Highly efficient production of [¹⁸F]fallypride with low concentration of base

Objectives [¹⁸F]Fallypride exhibits an effective radiotracer for the study of dopamine D₂/D₃ receptor occupancy, neuropsychiatric disorders and aging in humans. However, automated labeling efficiency showed moderate radiochemical yields about 5-40% with relatively long incorporation time of fluorine-18, preceded high temperatures (150-165 °C) or involved the use of an unusual microwave system in automatic devices. In present study, we describe an automated radiochemical synthesis of [¹⁸F]fallypride in different base concentration and incorporation time of fluorine-18 for potentially utilizable in routine production sites.

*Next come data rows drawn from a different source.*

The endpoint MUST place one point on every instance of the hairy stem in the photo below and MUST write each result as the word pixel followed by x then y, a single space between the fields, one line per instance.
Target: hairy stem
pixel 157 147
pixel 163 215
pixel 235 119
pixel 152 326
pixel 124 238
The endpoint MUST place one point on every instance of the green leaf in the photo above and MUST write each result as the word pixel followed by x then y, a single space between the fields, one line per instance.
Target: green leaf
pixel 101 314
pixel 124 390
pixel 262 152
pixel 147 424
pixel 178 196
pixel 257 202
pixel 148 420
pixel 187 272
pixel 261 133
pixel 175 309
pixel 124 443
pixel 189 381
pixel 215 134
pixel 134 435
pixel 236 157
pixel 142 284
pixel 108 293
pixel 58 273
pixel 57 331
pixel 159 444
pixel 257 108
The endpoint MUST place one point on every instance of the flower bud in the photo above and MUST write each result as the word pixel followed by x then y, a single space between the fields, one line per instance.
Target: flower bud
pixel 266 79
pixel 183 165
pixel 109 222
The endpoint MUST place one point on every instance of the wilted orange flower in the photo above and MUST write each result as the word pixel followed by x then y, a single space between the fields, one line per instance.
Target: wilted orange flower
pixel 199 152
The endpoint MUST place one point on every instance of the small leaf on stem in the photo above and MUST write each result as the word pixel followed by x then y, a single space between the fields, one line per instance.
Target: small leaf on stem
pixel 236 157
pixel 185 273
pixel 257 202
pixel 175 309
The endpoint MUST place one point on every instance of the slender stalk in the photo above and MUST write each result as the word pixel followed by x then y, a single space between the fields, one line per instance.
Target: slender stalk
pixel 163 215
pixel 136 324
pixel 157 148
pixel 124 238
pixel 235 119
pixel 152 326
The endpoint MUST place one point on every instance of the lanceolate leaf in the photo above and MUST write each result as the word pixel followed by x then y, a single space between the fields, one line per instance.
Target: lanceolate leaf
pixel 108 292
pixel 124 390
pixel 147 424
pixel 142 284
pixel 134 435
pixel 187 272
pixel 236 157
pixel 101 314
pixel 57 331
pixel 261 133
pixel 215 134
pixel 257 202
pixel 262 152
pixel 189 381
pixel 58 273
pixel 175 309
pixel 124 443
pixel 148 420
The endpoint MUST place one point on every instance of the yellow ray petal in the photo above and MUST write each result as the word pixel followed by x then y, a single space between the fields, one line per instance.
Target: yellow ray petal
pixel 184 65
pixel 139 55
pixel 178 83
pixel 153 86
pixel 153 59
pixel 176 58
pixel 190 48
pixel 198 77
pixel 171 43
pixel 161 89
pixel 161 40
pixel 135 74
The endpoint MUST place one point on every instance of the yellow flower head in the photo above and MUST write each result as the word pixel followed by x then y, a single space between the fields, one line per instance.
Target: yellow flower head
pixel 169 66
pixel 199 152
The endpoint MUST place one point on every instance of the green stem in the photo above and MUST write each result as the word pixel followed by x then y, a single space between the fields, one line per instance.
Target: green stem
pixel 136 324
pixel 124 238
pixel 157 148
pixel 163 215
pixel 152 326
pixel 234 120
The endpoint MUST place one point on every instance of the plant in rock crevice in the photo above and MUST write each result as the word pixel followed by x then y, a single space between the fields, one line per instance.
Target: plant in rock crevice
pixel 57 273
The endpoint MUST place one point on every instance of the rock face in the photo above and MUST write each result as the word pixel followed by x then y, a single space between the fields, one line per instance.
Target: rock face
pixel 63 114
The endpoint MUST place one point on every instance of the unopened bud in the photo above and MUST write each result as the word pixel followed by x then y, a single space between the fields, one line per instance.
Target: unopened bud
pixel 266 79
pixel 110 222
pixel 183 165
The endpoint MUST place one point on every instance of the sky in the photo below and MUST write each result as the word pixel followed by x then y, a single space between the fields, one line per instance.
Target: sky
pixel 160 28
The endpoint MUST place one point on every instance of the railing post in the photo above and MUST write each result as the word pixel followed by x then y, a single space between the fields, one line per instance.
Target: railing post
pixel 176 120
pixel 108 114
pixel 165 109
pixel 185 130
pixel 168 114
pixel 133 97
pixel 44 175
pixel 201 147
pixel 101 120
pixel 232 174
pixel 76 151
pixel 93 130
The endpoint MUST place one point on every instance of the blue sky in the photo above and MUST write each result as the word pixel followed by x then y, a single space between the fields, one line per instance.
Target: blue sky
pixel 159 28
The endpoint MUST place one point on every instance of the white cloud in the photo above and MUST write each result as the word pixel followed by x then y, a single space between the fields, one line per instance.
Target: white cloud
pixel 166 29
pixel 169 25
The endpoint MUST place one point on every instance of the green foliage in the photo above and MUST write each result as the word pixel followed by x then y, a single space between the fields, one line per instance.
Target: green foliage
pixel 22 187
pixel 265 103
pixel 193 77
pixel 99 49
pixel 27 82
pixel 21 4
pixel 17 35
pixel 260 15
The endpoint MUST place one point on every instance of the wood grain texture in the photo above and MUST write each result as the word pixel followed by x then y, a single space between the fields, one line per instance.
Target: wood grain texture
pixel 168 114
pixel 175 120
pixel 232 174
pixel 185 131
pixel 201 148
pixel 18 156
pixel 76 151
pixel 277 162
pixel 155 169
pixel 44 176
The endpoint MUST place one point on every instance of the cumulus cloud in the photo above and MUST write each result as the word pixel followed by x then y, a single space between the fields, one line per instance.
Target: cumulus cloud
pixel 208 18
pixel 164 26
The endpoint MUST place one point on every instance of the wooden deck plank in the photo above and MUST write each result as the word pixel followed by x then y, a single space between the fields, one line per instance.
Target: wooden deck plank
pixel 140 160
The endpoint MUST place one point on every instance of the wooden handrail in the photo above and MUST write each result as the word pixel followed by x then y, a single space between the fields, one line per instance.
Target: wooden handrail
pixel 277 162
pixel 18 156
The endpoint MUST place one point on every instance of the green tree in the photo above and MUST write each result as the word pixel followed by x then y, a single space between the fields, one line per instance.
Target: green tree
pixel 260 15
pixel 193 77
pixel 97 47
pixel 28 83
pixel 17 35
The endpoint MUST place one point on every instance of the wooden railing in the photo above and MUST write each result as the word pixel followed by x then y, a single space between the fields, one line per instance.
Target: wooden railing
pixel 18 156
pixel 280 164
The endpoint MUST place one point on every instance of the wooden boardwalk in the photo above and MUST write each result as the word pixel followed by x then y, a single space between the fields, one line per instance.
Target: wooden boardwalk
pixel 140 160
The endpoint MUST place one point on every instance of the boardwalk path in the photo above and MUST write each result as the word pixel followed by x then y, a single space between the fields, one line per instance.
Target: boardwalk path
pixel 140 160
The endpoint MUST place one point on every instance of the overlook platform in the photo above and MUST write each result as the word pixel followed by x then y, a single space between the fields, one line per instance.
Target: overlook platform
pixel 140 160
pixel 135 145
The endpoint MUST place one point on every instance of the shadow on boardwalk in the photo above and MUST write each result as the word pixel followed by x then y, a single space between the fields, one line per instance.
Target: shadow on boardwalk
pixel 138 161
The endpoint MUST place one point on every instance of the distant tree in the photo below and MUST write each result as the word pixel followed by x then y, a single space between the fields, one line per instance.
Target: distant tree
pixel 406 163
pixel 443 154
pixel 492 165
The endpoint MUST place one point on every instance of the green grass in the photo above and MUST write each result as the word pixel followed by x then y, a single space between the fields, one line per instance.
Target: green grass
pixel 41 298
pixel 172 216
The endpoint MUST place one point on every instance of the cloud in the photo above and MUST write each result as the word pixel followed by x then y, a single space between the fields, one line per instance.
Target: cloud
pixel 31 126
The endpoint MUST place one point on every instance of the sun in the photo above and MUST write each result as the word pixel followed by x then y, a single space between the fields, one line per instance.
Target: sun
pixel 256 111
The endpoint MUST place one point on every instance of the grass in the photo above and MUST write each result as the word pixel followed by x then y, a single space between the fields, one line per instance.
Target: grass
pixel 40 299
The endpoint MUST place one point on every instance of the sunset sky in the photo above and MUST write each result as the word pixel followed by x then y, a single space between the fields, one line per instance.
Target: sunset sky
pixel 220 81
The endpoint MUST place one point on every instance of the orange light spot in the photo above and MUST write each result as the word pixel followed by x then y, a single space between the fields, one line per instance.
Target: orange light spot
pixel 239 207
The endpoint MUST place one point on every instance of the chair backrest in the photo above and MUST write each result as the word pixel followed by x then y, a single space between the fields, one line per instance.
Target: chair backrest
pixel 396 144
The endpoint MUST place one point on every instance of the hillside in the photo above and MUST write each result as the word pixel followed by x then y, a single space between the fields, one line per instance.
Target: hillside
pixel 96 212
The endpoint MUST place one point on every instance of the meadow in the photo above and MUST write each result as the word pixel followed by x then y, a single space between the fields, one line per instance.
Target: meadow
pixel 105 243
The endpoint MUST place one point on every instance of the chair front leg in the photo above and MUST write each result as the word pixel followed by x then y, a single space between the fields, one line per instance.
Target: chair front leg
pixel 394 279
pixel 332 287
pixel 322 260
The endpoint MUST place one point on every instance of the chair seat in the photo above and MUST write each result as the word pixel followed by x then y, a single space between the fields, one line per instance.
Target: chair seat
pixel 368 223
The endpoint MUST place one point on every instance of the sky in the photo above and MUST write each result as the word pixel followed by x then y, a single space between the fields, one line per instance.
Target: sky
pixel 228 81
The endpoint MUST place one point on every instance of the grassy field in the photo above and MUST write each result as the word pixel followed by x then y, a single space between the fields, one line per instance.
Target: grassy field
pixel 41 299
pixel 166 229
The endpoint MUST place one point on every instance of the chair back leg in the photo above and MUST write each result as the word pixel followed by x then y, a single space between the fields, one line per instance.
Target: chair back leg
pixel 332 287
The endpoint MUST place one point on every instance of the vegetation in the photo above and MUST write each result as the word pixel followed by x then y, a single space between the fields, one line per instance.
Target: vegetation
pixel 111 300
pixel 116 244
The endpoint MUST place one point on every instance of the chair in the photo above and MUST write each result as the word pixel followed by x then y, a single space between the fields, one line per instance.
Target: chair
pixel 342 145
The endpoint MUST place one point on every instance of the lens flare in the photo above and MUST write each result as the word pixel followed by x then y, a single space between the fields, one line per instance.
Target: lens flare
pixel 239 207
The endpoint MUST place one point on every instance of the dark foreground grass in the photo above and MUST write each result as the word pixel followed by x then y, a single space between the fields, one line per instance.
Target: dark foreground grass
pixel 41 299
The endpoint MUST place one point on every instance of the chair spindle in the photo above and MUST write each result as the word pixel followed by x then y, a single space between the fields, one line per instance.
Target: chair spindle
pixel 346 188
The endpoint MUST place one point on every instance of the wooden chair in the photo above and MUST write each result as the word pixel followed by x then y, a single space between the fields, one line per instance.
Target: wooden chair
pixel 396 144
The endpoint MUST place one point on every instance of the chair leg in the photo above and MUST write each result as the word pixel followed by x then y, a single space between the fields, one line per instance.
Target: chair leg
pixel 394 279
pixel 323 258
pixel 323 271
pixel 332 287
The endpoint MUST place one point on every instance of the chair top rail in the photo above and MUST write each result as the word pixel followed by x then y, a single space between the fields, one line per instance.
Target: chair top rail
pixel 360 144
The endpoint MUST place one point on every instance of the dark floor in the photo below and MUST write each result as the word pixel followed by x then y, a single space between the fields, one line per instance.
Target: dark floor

Methods To minimization of base concentration of phase-transfer catalyst, [¹⁸F]fluoride was extracted with different concentrations of tetrabutylammonium bicarbonate (TBAHCO₃) or Kryptofix 2.2.2./K₂CO₃ in organic solvent such as CH₃CN/H₂O or MeOH/H₂O from ¹⁸O-enriched water trapped on the activated ion exchange cartridge (Chromafix® PS-HCO3). After azeotropic drying, the labeling reaction proceeded in CH₃CN at 100 °C for 10 or 30 min. The desired product, [¹⁸F]fallypride, was purified by reverse phase HPLC and collected solution was exchanged for 10% ethanol in saline using tC18 Sep-Pak for clinical research.

Results The radiochemical yield was increased according to decreasing amounts of base concentration. The labeling condition of [¹⁸F]fallypride was optimized that 2 mg of tosyl-fallypride in acetonitrile (1 mL) was heated at 100 °C for 10 min with 40% TBAHCO₃ (10 μL). [¹⁸F]Fallypride was obtained with high radiochemical yield about 68 ± 1.6% (decay-corrected, n = 8) within 51 ± 1.2 min including HPLC purification and solid-phase purification. The specific activity showed about 140-192 GBq/μmol.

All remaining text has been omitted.